The Government Shutdown Is Turning Prison Guards Into Uber Drivers

FRESNO, Calif. — Aaron McGlothin, 43, works as a corrections officer at the federal prison in Mendota, California. He’s had a decades-long, stable career in corrections. But with no paycheck in sight due to the government shutdown, he’s started driving for Uber to help make ends meet.

“It can be a little embarrassing,” he told VICE News while driving around Fresno in the rain on Saturday, looking for rides. “The embarrassing thing is, it’s like, well — you have a job, you know? And then when people see this they’re going to realize that, well heck yeah you got a job, but you’re not getting paid.”

It’s a slow day, and after two hours Ubering McGlothin makes less than $10 — but at this point, anything’s worth it.

“I live paycheck to paycheck,” he said. “I’ve got to have food on my table. I’ve got to have gas in my tank to get to and from work because I’m not getting paid. I’ve got to have heat, gotta have my lights on. I’ve got to have my electricity on.”

McGlothin is one of 40,000 Federal Bureau of Prisons staffers nationwide, most of whom were deemed “essential” and therefore required to work without pay until the shutdown ends. Bureau staffers say they’re already dealing with low morale after years of cutbacks in their prisons, meaning more inmates with fewer guards and gear they worry is inadequate to protect them.

And now they’re working without knowing when they’ll get paid.

“Everybody’s scared. They don’t know what the hell’s going on because this is different than 2013. We all went through the 2013 shutdown and it was 16 days,” McGlothin said. “There was a different sense in Washington. They wanted to reopen. There’s not that sense right now.”

The uncertainty means that some employees are having to forego child support payments, leave healthcare bills unpaid and choosing between putting food on the table or enough gas in their tanks to go to work. And John Kostelnik, a local union president at the federal prison complex in Victorville, Calif., says he’s worried about the mental toll the stress may take on his workers.

“You walk behind these prison walls and deal with the worst of the worst. See some things you never want to see in your entire life,” he said.
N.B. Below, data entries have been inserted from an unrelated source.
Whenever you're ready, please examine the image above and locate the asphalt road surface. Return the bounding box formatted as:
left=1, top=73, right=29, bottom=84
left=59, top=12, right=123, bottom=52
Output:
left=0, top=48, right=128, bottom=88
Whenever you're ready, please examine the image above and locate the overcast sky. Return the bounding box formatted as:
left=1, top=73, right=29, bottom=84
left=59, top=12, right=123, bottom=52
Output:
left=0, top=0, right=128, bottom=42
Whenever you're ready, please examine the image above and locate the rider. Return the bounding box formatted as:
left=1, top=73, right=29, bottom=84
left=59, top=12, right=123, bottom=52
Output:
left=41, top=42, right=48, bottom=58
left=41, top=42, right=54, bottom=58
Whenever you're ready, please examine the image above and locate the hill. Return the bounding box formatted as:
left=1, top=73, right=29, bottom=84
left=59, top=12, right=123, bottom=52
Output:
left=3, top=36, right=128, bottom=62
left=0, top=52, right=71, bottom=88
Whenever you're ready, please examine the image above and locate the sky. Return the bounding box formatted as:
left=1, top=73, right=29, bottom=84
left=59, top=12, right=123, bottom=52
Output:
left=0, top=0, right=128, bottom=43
“My staff are dealing with a lot of issues, and this is just weighing down on them even further. And that’s one of my biggest fears — is that this is going to drive somebody over that over that line and something bad is going to happen.”

Kostelnik said that in the last two years two employees in the Victorville have committed suicide.

Kostelnik and McGlothin said they disagree with Trump’s insistence that federal workers support his standoff with Democrats over funding for the border wall. And Edward Canelas, a veteran and union leader at a federal prison in Dublin, Calif., who voted for Trump in 2016 said he was “very insulted” by the president’s comments.

“You said ‘I’m going to take care of them veterans and I’m going to take care of law enforcement.’ I haven’t seen it. With all due respect to the president of United States, I have not seen it.”